Wednesday, April 29, 2020

"We'll just have to see what happens!"

Christopher Roach writes in part in American Greatness,
These shutdowns have been economically devastating. They’re psychologically taxing, hard on relationships, and damaging to our communities. And they’re encouraging the worst instincts among the ruling class and its servants.

Public policy, medicine, and life all involve risk assessments and changing course based on new evidence. After two months of shutdowns, it looks like we’ve killed our economy to forestall a phantom threat.

If this were actually a situation where millions of deaths were the alternative, continuing the lockdowns would be defensible. They’re even forgivable considering the state of our knowledge a couple of months ago. But with the benefit of the last two months of experience, it is clear that the toll of coronavirus has been and will be much closer to a bad flu season than millions of deaths.

One can expect the media, no matter what happens in Georgia, to report on every public gathering as ominous, to exaggerate the spread of the disease, and to shame the people of Georgia for their foolhardiness. As with hydroxychloroquine, the factual question of whether or not this is an acceptable risk will be subordinated to the social identity of rejecting every word out of Trump’s mouth, no matter how reasonable.

Reopening may, of course, prove to be a deadly and costly mistake.

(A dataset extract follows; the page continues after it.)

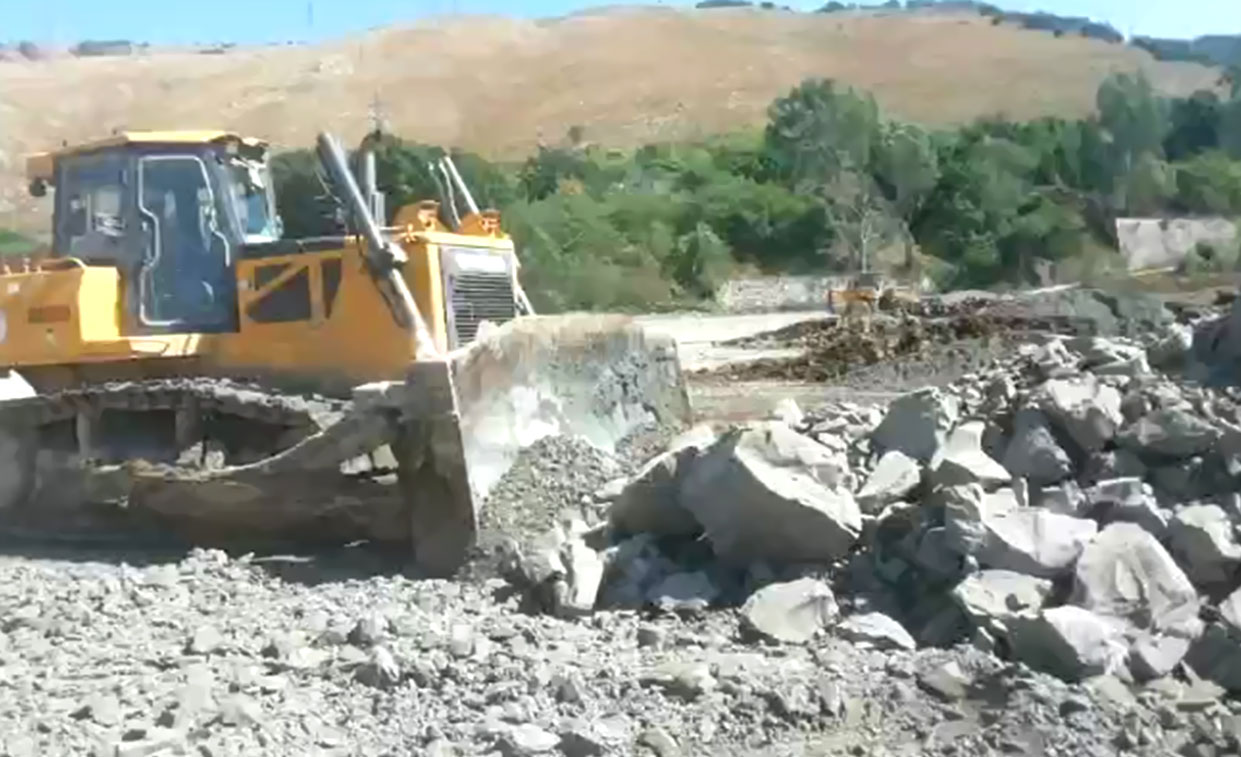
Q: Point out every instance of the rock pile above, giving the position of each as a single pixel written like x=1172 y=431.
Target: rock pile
x=1071 y=509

This is a new virus, after all, and its impact is not entirely known, treatment protocols are haphazard, and Georgia’s decision to “reopen” is being made under conditions of uncertainty, though not as much uncertainty as the original decision to close. Real science looks to evidence, not ghost stories about what could happen.

As both the scientific method and President Trump like to say, “we’ll just have to see what happens.”